Steve Kennedy Henkel: Ich hatte schon immer einen Hang zu Ritualen, aber nach einer Depression haben mir meine Alltagsrituale sehr geholfen, wieder auf die Beine und in eine Lebensstruktur zu kommen. An dem Punkt hat ein Freund zu mir gesagt: 'Da musst du mal ein Buch draus machen!'

Dann habe ich erstmal die Rituale zusammengetragen, die ich selbst schon hatte. Ich habe auch alte Rituale gesucht und sie so geschrieben, wie ich sie in meiner Generation feiern würde und dann habe ich noch Rituale ergänzt, die ich mir an bestimmten Punkten im Leben gewünscht hätte. So ist ein großer bunter Mix draus geworden von einem Gebet beim ersten Kaffee am Morgen, ein Fuck-up-Prayer oder ein Segen für den Einzug in eine neue Wohnung. Gleichzeitig ist aber auch viel Platz für eigene Worte oder auch, um seine eigenen Rituale zu entwickeln.
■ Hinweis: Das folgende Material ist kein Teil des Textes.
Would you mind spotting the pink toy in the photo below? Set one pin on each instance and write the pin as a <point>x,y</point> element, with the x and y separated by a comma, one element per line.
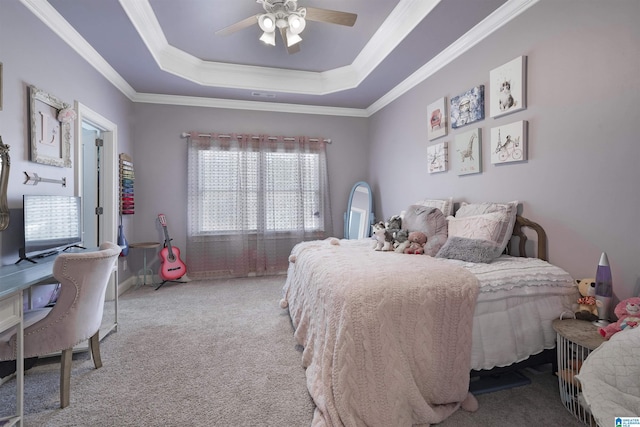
<point>628,312</point>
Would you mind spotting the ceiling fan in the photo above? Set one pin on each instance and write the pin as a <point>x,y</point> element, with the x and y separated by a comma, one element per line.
<point>290,20</point>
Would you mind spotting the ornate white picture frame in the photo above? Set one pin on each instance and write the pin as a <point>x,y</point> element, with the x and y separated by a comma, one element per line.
<point>50,138</point>
<point>508,87</point>
<point>509,143</point>
<point>468,152</point>
<point>438,156</point>
<point>437,117</point>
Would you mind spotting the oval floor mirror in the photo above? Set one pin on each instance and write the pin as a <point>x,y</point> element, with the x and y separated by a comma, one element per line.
<point>359,215</point>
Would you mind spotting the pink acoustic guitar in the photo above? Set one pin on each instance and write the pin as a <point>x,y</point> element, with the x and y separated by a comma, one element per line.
<point>172,268</point>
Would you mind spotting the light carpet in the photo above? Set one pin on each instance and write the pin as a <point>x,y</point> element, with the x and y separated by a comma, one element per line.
<point>219,353</point>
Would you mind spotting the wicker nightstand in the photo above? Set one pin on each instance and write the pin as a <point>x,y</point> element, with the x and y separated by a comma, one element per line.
<point>575,340</point>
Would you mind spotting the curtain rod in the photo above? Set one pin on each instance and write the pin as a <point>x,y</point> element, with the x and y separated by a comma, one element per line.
<point>271,138</point>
In Ihrem Buch sprechen Sie über die Vielfalt von Ritualen, von alltäglichen bis hin zu spirituellen. Was denken Sie, motiviert Menschen dazu, Rituale in ihr Leben zu integrieren?

Steve Kennedy Henkel: Eine Sehnsucht nach Ritualen gibt es überall. Auf Instagram wird einem erzählt, wie man sich am besten ein Einschlafritual antrainiert, damit man abschalten kann und gut durch die Nacht kommt, Amazon ist voll mit Büchern für Rituale mit Kindern und Leute erzählen mir, mit welcher Yoga-Routine sie in den Tag starten. 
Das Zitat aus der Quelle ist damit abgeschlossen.